Después de que, durante un año, hemos celebrado los misterios más importantes de nuestra fe, ahora, convencidos de su amor, podemos decirle a Jesús: te proclamamos nuestro Rey, queremos ser parte de tu reino.
El reinado de Cristo significa algo en verdad novedoso, pues sobrepasa infinitamente cualquier experiencia respecto a los reyes terrenales. Su esencia es la misericordia. A modo profético, bajo la imagen del buen pastor, el profeta Ezequiel nos anuncia: “Yo mismo iré a buscar a mis ovejas y velaré por ellas… buscaré la oveja perdida y haré volver a la descarriada; curaré a la herida, robusteceré a la débil, y a la que está gorda y fuerte, la cuidaré. Yo apacentaré con justicia” (Ez. 34, 11-12. 15-17). Las páginas del evangelio, de muchos modos, nos permiten constatar cómo Jesús da cumplimiento a esta profecía de Ezequiel, pues viendo que las gentes estaban cansadas y extenuadas, perdidas y sin guía, sintió, desde lo profundo del corazón, una inmensa compasión (cfr. Mt. 9, 36).
Bajo esas perspectivas, decirle a Cristo que queremos que reine en nosotros, implica que queremos entrar en la dinámica de su reino. Para ser parte de su reino, hay un camino: vivir las obras de misericordia. Al invitarnos a dar de comer a los que tienen hambre, dar de beber a los que tienen sed, asistir a los forasteros, vestir al desnudo, visitar a los enfermos y encarcelados (Mt. 25, 31-37), nos está recordando que, a fin de cuentas, “la misericordia no es sólo el obrar de Dios, sino que ella se convierte, también, en el criterio para saber quiénes son realmente sus hijos” (Francisco, M. V. 9), nos marca quiénes pueden entrar en el proyecto de su reinado.
Obvio, el reinado de Cristo no es de lo más buscado. “En una cultura actual, frecuentemente dominada por la técnica, se multiplican las formas de tristeza y soledad en las que caen las personas, entre ellas muchos jóvenes. En efecto, el futuro parece estar en manos de la incertidumbre que impide tener estabilidad. De ahí surgen a menudo sentimientos de melancolía, tristeza y aburrimiento que lamentablemente pueden conducir a la desesperación.

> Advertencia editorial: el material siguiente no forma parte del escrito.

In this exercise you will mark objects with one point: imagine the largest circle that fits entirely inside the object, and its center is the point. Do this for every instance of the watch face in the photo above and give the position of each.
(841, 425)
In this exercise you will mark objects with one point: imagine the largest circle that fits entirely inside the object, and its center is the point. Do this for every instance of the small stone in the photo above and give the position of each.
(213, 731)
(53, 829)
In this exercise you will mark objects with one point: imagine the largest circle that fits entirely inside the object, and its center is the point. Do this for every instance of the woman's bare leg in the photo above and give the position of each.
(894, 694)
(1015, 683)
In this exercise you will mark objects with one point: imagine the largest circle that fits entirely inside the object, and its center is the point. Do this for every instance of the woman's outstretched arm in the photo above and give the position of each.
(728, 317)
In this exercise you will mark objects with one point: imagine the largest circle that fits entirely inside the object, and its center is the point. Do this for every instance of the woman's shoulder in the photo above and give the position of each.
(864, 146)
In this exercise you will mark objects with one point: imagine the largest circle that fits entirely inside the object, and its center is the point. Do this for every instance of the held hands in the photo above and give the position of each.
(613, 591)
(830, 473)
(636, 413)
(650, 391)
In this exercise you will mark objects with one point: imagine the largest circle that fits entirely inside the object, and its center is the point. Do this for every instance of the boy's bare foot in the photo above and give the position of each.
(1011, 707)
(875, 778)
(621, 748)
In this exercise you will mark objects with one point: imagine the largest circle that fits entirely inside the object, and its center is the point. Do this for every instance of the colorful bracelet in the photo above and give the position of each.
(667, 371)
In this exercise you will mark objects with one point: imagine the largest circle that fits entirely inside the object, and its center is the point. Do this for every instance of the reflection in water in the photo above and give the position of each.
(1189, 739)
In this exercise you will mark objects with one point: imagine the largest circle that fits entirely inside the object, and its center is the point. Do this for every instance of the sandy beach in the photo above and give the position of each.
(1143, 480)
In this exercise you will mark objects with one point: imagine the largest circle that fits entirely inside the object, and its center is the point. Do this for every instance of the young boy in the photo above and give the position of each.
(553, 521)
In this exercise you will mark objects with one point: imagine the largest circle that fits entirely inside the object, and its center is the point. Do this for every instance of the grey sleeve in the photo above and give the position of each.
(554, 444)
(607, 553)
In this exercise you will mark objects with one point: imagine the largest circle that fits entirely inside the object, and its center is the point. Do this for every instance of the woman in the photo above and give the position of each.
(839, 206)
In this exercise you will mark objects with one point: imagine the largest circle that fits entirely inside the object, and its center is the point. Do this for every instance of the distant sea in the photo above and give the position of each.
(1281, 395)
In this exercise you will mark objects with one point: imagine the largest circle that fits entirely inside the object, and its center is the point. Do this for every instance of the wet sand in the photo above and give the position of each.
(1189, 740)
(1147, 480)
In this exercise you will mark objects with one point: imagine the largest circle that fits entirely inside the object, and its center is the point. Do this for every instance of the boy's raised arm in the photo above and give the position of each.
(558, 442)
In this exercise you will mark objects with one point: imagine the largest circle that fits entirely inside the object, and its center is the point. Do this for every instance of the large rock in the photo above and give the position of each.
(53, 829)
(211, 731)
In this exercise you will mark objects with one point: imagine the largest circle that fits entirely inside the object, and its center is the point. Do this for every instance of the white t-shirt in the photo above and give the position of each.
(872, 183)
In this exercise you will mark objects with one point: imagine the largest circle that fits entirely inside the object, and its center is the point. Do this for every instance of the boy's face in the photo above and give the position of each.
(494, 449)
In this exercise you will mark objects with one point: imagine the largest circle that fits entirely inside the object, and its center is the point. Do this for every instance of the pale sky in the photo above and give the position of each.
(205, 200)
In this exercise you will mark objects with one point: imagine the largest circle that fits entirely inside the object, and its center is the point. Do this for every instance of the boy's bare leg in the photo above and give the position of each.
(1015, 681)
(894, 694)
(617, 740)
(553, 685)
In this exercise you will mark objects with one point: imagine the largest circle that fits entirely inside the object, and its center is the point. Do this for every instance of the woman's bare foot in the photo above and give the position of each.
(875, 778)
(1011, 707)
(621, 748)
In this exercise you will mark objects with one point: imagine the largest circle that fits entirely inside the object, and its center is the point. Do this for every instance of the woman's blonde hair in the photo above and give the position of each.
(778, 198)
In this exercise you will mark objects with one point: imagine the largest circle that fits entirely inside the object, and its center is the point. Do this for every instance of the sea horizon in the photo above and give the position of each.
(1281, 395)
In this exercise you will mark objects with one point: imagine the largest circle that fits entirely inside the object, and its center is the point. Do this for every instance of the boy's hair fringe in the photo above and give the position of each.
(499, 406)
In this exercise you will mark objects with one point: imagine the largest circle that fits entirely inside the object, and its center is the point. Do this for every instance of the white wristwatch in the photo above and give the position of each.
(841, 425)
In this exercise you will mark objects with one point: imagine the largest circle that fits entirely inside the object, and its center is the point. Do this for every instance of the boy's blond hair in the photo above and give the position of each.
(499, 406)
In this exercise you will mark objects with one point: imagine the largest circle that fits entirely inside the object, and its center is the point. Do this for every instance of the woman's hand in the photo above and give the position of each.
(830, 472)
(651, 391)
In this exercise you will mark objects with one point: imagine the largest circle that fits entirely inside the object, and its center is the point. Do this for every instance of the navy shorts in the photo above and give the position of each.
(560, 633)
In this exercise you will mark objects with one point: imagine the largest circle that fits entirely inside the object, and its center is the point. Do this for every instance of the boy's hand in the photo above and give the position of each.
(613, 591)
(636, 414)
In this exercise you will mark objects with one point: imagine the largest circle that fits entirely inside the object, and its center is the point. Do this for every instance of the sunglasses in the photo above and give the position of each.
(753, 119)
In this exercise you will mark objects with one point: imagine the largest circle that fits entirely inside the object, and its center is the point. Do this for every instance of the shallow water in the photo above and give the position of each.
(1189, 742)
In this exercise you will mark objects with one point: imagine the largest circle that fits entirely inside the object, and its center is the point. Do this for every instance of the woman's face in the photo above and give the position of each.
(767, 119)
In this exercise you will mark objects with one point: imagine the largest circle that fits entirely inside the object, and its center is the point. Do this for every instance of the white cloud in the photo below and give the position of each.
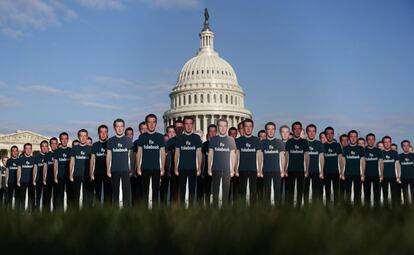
(102, 4)
(19, 16)
(174, 3)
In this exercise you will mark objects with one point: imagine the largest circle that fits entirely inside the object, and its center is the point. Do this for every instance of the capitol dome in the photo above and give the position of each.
(207, 89)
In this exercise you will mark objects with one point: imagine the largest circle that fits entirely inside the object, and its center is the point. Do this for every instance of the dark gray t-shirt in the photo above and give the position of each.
(188, 145)
(271, 152)
(120, 147)
(222, 146)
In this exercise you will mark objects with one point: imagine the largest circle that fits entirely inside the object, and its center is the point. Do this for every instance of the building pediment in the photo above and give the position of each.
(22, 137)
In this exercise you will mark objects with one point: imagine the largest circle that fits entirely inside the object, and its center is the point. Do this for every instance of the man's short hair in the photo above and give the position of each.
(101, 127)
(188, 118)
(117, 121)
(212, 126)
(151, 115)
(63, 134)
(283, 127)
(232, 129)
(296, 123)
(222, 120)
(386, 137)
(352, 132)
(270, 124)
(248, 121)
(53, 139)
(311, 126)
(128, 129)
(82, 131)
(368, 135)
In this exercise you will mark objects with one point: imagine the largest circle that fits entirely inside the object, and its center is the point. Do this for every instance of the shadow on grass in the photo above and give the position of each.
(229, 230)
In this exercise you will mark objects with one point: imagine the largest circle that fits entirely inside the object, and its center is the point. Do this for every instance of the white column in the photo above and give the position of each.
(197, 122)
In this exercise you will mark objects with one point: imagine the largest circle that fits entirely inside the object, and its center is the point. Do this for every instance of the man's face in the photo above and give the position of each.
(284, 133)
(262, 136)
(248, 128)
(103, 134)
(322, 138)
(119, 128)
(353, 138)
(344, 141)
(64, 139)
(222, 125)
(406, 147)
(44, 148)
(387, 143)
(53, 145)
(129, 134)
(179, 127)
(14, 152)
(270, 131)
(240, 129)
(297, 130)
(83, 137)
(171, 133)
(28, 150)
(311, 133)
(371, 141)
(329, 135)
(188, 125)
(151, 124)
(212, 132)
(143, 128)
(233, 133)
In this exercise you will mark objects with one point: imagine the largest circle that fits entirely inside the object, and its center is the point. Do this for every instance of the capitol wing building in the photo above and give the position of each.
(207, 89)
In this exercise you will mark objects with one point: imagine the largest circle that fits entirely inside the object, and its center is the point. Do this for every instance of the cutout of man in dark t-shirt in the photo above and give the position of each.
(118, 166)
(188, 160)
(151, 159)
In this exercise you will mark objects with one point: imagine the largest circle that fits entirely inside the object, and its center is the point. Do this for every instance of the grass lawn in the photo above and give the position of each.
(236, 230)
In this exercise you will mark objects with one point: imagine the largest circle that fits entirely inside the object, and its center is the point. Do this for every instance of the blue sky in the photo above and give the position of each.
(65, 65)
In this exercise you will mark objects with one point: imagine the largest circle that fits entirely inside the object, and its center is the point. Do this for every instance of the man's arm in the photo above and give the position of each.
(71, 168)
(162, 168)
(282, 163)
(176, 161)
(233, 158)
(259, 160)
(307, 159)
(321, 165)
(139, 157)
(398, 167)
(236, 162)
(199, 161)
(363, 168)
(55, 170)
(34, 174)
(381, 169)
(286, 164)
(108, 163)
(7, 177)
(44, 173)
(19, 175)
(210, 161)
(92, 167)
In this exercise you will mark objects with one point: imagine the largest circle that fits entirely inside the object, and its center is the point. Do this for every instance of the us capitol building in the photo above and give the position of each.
(207, 88)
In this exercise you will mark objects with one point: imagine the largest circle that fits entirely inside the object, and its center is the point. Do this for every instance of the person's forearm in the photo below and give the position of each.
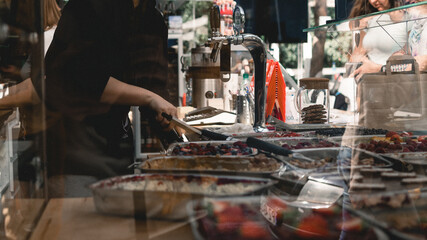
(422, 62)
(120, 93)
(20, 95)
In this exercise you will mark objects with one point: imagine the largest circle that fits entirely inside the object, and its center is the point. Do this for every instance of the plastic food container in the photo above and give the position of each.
(289, 221)
(165, 196)
(228, 218)
(259, 165)
(236, 148)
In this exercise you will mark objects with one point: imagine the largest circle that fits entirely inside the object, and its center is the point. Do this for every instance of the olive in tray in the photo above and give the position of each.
(294, 222)
(211, 148)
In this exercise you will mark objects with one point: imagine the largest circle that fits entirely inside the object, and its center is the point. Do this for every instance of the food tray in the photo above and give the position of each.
(288, 221)
(353, 141)
(164, 196)
(259, 165)
(210, 148)
(389, 147)
(301, 143)
(228, 218)
(344, 154)
(272, 134)
(410, 161)
(406, 222)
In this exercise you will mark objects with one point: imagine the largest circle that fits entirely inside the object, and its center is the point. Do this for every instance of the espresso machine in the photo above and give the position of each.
(205, 77)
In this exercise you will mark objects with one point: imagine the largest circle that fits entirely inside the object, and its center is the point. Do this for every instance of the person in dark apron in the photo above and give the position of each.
(106, 56)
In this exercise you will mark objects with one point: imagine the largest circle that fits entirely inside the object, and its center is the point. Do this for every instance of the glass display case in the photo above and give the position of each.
(362, 175)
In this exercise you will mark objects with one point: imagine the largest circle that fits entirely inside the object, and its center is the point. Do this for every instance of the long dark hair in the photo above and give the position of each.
(362, 7)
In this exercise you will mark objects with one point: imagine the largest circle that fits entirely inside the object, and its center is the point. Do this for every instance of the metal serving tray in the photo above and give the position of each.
(338, 171)
(259, 165)
(235, 213)
(345, 156)
(312, 141)
(169, 151)
(409, 161)
(156, 201)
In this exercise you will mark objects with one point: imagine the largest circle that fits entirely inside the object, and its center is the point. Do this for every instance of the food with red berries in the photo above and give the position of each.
(234, 219)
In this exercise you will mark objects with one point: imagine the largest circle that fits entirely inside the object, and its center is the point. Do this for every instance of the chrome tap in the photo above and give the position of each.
(255, 46)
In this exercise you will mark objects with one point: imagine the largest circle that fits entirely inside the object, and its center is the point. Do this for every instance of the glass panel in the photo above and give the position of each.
(22, 117)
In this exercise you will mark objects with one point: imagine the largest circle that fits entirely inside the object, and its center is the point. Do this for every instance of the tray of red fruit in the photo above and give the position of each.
(332, 158)
(265, 135)
(228, 218)
(205, 148)
(406, 221)
(287, 221)
(259, 165)
(302, 143)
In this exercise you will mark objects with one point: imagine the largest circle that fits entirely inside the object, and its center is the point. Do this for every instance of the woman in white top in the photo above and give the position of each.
(379, 39)
(416, 43)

Pues, en esta cultura, se necesitan testigos de la esperanza, de la misericordia y de la verdadera alegría” (Francisco, Misericordia et misera, 3). En este mundo actual, tan prometedor, el hombre carga con enormes heridas que lo lastiman y perturban, pero no siempre tiene la humildad de abrirle el corazón a Dios.
Cristo, rostro vivo del amor misericordioso del Padre, curó a los enfermos, dio de comer a los que tenían hambre, enseñó a los que lo seguían, consoló a los tristes, perdonó a los pecadores y, en general, dio respuestas a tantas necesidades (cfr. Mt, 14, 14; 15, 37; Lc. 7, 15). De ahí que, proclamar a Cristo como nuestro Rey, signifique dejarnos encontrar por Él; permitir que sane nuestras heridas, pero también implica ser una extensión de su obra.
No nos atrevamos a proclamar a Cristo como nuestro Rey, cuando el corazón está cerrado a caminar amorosamente junto al otro; cuando sigue habiendo sentimientos e irresponsabilidades que nos separan. Como hijos de Dios, no perdamos de vista que “la misericordia no puede ser un paréntesis en la vida de la Iglesia, sino que constituye su misma existencia, que manifiesta y hace tangible la verdad profunda del Evangelio” (Francisco, Misericordia et misera, 1).
La misericordia lo revela todo y todo lo sana. La misericordia es descubrir y compartir lo más íntimo, lo más sagrado, es mostrar que ahí está Dios, es facilitar que crezca una cultura que sí humaniza.